To test above hypothesis, the noncondensed aromatic carbon and inorganic minerals of sludge biochar was selectively removed to discriminate their roles in PS activation [14]. Besides, the carbon structure in biochar inherited from the precursor feedstock is known to be enormously influenced by the pyrolysis temperature. For example, the carbon becomes more condensed as pyrolysis temperature rises, resulting in increased percentage of condensed aromatic carbon in high-temperature biochars [14]. Herein, the sewage sludge-derived biochar was prepared at high temperature (800°C) to minimize the content of noncondensed carbon so that its importance can be more evidently visualized (see supporting information for more information). Overall, the specific objectives of this work were to (1) characterize the carbon structure and major property of pristine and bleached biochars and (2) evaluate the PS catalytic ability and associated mechanisms of different components of sewage sludge derived biochars.

2. Materials and methods

2.1. Reagents

The sewage sludge was obtained from a sewage treatment plant in Yangzhou, China. Sodium peroxydisulfate (Na₂S₂O₈), furfuryl alcohol (FFA), tetracycline (TC), 5−dimethyl −1−pyrroline−N−oxide (DMPO) and 2,2,6,6 −Tetramethyl −4−piperidone (TEMP) were purchased from Sigma-Aldrich. Methanol (MeOH), Tert-butanol (TBA) and p-benzoquinone (BQ) were obtained from Sinopharm Chemical Reagent Co., Ltd. Sodium chlorite (NaClO₂) and acetic acid (CH₃COOH) (analytical grade reagents) were purchased from Aladdin Bio-Chem Technology Co. Deionized (DI) water (18.25 MΩ cm⁻¹) was used for the preparation of aqueous solutions.

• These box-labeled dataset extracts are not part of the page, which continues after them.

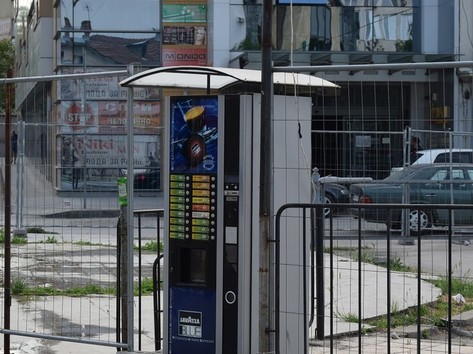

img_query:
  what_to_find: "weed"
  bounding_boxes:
[134,241,164,253]
[431,277,473,298]
[335,312,360,323]
[133,277,157,296]
[11,279,28,295]
[44,236,58,243]
[11,236,28,245]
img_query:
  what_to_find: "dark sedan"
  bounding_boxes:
[350,164,473,232]
[323,183,350,217]
[133,167,161,190]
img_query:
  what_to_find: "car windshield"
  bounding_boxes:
[383,166,435,182]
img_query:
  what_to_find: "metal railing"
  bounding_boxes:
[274,203,473,353]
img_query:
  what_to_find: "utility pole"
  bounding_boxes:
[3,69,13,354]
[258,0,279,353]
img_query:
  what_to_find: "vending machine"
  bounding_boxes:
[163,94,312,354]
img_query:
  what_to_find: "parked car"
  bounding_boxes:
[324,183,350,217]
[133,167,161,190]
[391,148,473,172]
[350,163,473,232]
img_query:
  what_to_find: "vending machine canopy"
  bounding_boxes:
[120,66,338,90]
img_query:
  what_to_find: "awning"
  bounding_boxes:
[120,66,339,90]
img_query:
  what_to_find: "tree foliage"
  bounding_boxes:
[0,39,15,114]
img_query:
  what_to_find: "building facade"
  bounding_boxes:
[11,0,473,190]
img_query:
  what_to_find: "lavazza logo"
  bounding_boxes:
[179,311,202,338]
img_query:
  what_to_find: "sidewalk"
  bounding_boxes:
[0,163,473,354]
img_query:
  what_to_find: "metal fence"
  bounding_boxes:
[275,204,473,353]
[0,64,473,353]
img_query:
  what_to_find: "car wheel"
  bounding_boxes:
[409,209,430,233]
[324,193,333,218]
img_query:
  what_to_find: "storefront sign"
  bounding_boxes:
[163,46,207,66]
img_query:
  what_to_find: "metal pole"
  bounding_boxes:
[81,47,87,209]
[258,0,272,354]
[3,69,13,354]
[126,65,134,352]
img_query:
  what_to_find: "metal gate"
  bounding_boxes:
[275,204,473,353]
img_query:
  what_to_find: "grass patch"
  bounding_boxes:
[11,236,28,245]
[134,240,164,253]
[26,226,57,234]
[11,277,157,297]
[335,313,360,323]
[12,279,116,297]
[430,277,473,299]
[133,277,158,296]
[40,236,58,243]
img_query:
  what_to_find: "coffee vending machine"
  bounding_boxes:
[163,94,312,354]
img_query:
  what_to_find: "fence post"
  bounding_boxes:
[117,177,130,343]
[311,167,325,340]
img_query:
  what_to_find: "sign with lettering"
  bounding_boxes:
[163,46,207,66]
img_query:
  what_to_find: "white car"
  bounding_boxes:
[391,148,473,172]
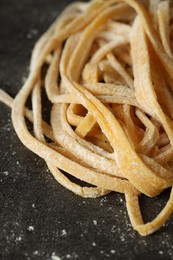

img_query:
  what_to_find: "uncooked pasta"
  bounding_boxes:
[0,0,173,236]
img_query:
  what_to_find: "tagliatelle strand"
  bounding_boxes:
[0,0,173,235]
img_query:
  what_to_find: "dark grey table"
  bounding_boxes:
[0,0,173,260]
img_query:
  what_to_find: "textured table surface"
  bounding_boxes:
[0,0,173,260]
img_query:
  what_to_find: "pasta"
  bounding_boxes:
[0,0,173,236]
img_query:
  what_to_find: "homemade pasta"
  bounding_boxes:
[0,0,173,236]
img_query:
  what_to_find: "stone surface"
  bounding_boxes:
[0,0,173,260]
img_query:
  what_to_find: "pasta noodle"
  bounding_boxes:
[0,0,173,236]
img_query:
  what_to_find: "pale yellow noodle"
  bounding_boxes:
[0,0,173,236]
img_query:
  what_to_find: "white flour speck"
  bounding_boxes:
[27,226,34,231]
[61,229,67,237]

2.2. Preparation of biochars

The sewage sludge collected was washed three times with DI water and oven dried at 105°C for 24 h. The dried sludge was then transferred to a tube furnace and heated to 800°C under constant nitrogen atmosphere at a heating rate of 5°C min⁻¹, which was maintained for 2 h. The obtained biochar sample was ground into powder and passed through a 100-mesh sieve (particle size <0.15 mm), and denoted as SDBC. To remove the noncondensed aromatic carbon (NAC) moieties, the condensed carbon counterpart was bleached following methods described previously [14]. Briefly, SDBC (1 g) was bleached continuously for 5 h in a oxidizing solutions with 10 g of NaClO₂, 10 mL of CH₃COOH and 100 mL of deionized water. The bleaching procedure was repeated twice to ensure complete removal of noncondensed carbon, and the resulting biochar was denoted as BSDBC. To remove minerals in biochars, SDBC was soaked in 1 M HCl solution and stirred at room temperature (25 ± 2°C) for 24 h. The acid-washed biochars were named as HSDBC. All biochar samples were then washed with deionized water and freeze-dried 24 h [22].

2.3. Characterization

¹³C NMR spectroscopy analysis was performed with a solid-state NMR spectrometer (AYANCE III 400 MHz WB, Bruker, Germany) and operated at a ¹³C frequency of 12 kHz to obtain structural information of pristine and bleached biochars. The surface elemental composition and functional groups of SDBC and BSDBC were characterized using X-ray photoelectron spectroscopy (XPS, ESCALAB 250Xi, Thermo, U.S.A.). The structural defects of the biochars were identified by a Raman spectroscope (INVIA REFLEX 12–80000) with the laser excitation of 532 nm. The crystal structures of SDBC and BSDBC were acquired using an X-ray diffraction (XRD) analysis with a Cukα radiation source (λ = 1.5418 Å) in the diffraction angles between 10–80° (Ultima IV X-Ray Diffractometer, Rigaku Corporation, Japan). The electrochemical properties of SDBC and BSDBC catalysts were tested with an electrochemical workstation (CHI660e, CH Instruments, China). The reactive oxygen species were tested by the electron paramagnetic resonance (EPR) (A300–10/12, Bruker, Germany), in which DMPO was used to trap sulfate radical (SO₄^•−) and hydroxyl radical (^•OH), and TEMP was adopted to analyze singlet oxygen (¹O₂). The surface functional groups of biochars before and after bleaching were analyzed with a Fourier Transform infrared spectrometer (FTIR) (Cary 610/670, Varian, U.S.A.). Elemental content of C, N, O in SDBC and BSDBC was analyzed by an elemental analyzer (Vario EL Cube, Elementar, Germany). The Brunauer Emmett Teller (BET) specific surface areas and pore volumes of biochars were obtained using ASAP 2460 analyzer (Micromeritics, U.S.A.).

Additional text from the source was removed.